What the fuck, this is new for Arch, but, uh, it did it by itself...
xorg is supposed to auto-detect your video card/monitors. This is the first case I've heard of it working properly. Congrats!
[QUOTE=Phyxius;34326577]What's a good distro for use on a flash drive?[/QUOTE] I suggest downloading some popular distros from [b][url]www.distrowatch.com[/url][/b], and installing them to a bootable flash drive about 8GB to 16GB in size, using YUMI: ([b][url]http://www.pendrivelinux.com/yumi-multiboot-usb-creator/[/url][/b]), and try out which one works best for you. There are so many good ones, I can't possibly say just one. I used my 16GB flash drive to make an all-in-one utility stick. I have bootable anti-virus rescue discs, hiren's boot CD, Windows 7 Installer, various *buntu distros, Mint, Gparted, NT Offline Password, Rescatux for GRUB repair... a whole bunch of good stuff. I even customized the background and menus to my liking after everything was added. Sure helps me with my PC repair jobs I get from time to time.

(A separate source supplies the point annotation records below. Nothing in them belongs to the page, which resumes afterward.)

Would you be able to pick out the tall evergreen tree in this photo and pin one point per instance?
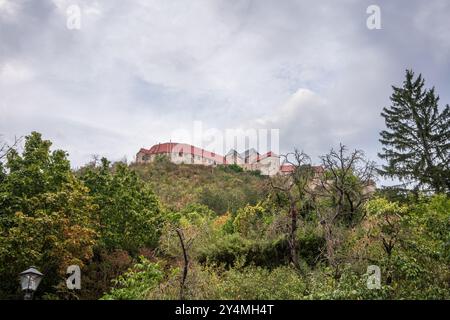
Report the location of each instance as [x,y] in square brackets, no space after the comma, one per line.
[416,144]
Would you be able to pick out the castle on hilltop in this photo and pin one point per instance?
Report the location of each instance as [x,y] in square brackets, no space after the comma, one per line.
[268,163]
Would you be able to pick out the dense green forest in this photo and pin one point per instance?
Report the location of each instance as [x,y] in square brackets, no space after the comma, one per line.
[166,231]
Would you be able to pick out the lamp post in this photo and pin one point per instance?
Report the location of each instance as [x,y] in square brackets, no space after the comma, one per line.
[29,281]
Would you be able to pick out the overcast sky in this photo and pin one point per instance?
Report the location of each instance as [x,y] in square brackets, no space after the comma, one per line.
[136,71]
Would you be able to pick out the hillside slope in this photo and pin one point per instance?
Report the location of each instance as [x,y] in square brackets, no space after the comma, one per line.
[222,188]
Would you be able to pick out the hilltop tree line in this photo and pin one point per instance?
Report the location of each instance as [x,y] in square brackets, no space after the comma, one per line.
[166,231]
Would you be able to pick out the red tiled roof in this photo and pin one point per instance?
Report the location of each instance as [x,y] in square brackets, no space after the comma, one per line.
[172,147]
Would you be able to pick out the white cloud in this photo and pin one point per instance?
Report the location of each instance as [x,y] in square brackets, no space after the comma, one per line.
[139,70]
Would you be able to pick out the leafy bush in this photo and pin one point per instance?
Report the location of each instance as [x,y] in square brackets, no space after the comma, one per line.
[137,282]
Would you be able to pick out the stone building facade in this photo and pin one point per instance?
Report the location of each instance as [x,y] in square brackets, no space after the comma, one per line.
[268,163]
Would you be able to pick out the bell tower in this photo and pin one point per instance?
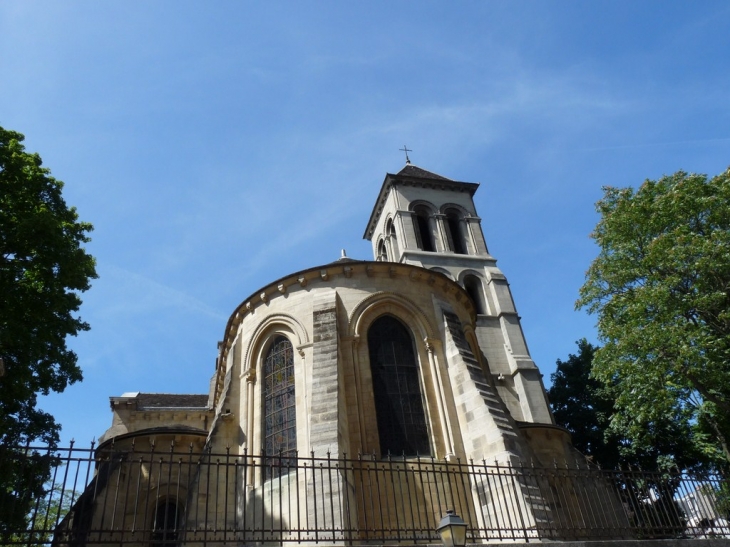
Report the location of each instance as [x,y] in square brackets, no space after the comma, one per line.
[428,220]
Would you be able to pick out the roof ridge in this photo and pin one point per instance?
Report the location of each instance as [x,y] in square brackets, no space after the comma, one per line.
[415,171]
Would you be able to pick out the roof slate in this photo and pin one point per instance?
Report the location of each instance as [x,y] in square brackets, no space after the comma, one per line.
[413,171]
[171,400]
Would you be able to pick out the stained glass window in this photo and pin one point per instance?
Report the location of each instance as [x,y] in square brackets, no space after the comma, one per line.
[166,525]
[280,421]
[397,389]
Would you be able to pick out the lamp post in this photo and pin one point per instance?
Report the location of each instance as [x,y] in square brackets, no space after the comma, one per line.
[452,530]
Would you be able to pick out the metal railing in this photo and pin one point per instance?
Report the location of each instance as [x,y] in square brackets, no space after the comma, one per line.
[173,497]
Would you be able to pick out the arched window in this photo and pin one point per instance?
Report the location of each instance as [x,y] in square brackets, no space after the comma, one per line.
[280,420]
[475,290]
[397,389]
[382,252]
[423,232]
[456,235]
[392,240]
[166,524]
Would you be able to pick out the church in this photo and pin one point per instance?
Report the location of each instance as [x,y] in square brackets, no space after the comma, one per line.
[347,402]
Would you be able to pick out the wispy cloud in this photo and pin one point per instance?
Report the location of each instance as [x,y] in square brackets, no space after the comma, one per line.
[136,293]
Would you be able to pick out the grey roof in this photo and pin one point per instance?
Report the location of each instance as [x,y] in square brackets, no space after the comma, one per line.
[171,400]
[412,171]
[413,175]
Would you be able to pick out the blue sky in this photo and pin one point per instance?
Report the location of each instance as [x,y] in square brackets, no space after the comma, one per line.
[217,146]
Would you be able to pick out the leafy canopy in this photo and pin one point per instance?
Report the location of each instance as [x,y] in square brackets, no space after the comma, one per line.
[659,288]
[43,268]
[585,406]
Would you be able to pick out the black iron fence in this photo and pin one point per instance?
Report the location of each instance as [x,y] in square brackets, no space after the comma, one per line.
[123,495]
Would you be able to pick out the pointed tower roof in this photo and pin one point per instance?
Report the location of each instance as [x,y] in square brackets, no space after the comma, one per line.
[412,175]
[411,170]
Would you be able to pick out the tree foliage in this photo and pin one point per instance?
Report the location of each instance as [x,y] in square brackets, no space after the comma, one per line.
[43,268]
[659,288]
[585,406]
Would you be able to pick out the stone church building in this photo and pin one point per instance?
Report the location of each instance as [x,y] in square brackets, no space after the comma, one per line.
[417,356]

[QUOTE=PvtCupcakes;34290900]I believe it does matter. My .ssh folder has a permission of 700, owned by my user and group. And authorized_keys has a permission of 600, also owned by my user and group. And are you putting your .ssh folder in the right place? You say you're trying to use the http user, is their home folder /home/http or something else? If it's the system's Apache user account, the home is probably /var/www, so you would use /var/www/.ssh[/QUOTE] Sorry for late reply. I have fixed it. I set the permissions like you instructed, but that did not solve it. However, both .ssh and authorized_keys were owned by root:http, which I changed to http:http. This solved it. Thank you all for the help! I've yet again learned how important file permissions are in Linux.
It seems I have not fixed it after all. I thought so was the case when I tried to connect and the server accepted my key, however the terminal was immediately closed. This is probably because http's default shell is /bin/false, which as I understand it is a way to make the user unable to have a shell session. It shouldn't however prevent sftp, if I understand this correctly. But when I try to use pscp I get a "unable to initialise SFTP: could not connect". I found a tutorial on the Arch Wiki about setting up something called [url=https://wiki.archlinux.org/index.php/SFTP-chroot]SFTP-chroot[/url], which looks like what I'm after. sftp access without shell access (since I don't want a shell anyway). I followed that tutorial and once again get my key refused. One of the steps was to to chown root /srv/http Since the original problem was that sshd doesn't like keys it deems "insecure" permission-wise, I changed it back to http. So then I get "Fatal: Server unexpectedly closed network connection". I'm guessing sshd sees that /srv/http is not owned by root, which this SFTP-chroot thing requires and aborts the connection. I'm out of ideas.
I'm messing around with themes, and I came across this issue: [img]http://i.imgur.com/qLCea.png[/img] Notice that the selection on the desktop is white. In which file (in the theme folder) is the colour of the selection defined? Thanks.
[QUOTE=Naelstrom;34336116]xorg is supposed to auto-detect your video card/monitors. This is the first case I've heard of it working properly. Congrats![/QUOTE] It's worked well for me. The only problem I've had is it usually gets the monitors backwards, meaning the right monitor is on the left and vice versa. You can solve that by editing xorg.conf or just switching the cables around on your video card.